Quasinormal modes of a massless Dirac field in de Rham-Gabadadze-Tolley massive gravity

TL;DR

This paper studies the quasinormal modes of a massless Dirac field around black holes in de Rham-Gabadadze-Tolley massive gravity, revealing how graviton mass parameters influence mode damping and potential shape.

Contribution

It introduces a detailed analysis of Dirac quasinormal modes in dRGT massive gravity, highlighting the impact of graviton mass on mode behavior and potential structure.

Findings

Quasinormal mode frequencies depend on graviton mass parameters.

Higher potentials lead to stronger damping of modes.

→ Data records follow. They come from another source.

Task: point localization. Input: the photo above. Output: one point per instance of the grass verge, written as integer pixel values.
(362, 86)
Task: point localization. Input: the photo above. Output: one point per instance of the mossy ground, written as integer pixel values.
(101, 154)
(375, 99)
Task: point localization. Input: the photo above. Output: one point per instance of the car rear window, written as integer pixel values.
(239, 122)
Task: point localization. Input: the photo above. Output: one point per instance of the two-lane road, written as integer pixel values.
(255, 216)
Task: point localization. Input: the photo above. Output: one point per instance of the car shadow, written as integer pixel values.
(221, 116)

Results are consistent with the Schwarzschild-de Sitter case.

Abstract

The quasinormal modes of a massless Dirac field in the de Rham-Gabadadze-Tolley (dRGT) massive gravity theory with asymptotically de Sitter spacetime are investigated using the Wentzel- Kramers-Brillouin (WKB) approximation. The effective potential for the massless Dirac field due to the dRGT black hole is derived. It is found that the shape of the potential depends crucially on the structure of the graviton mass and the behavior of the quasinormal modes is controlled by the graviton mass parameters. Higher potentials give stronger damping of the quasinormal modes. We compare our results to the Schwarzschild-de Sitter case. Our numerical calculations are checked using Pad$\acute{e}$ approximation and found that the quasinormal mode frequencies converge to ones with reasonable accuracy.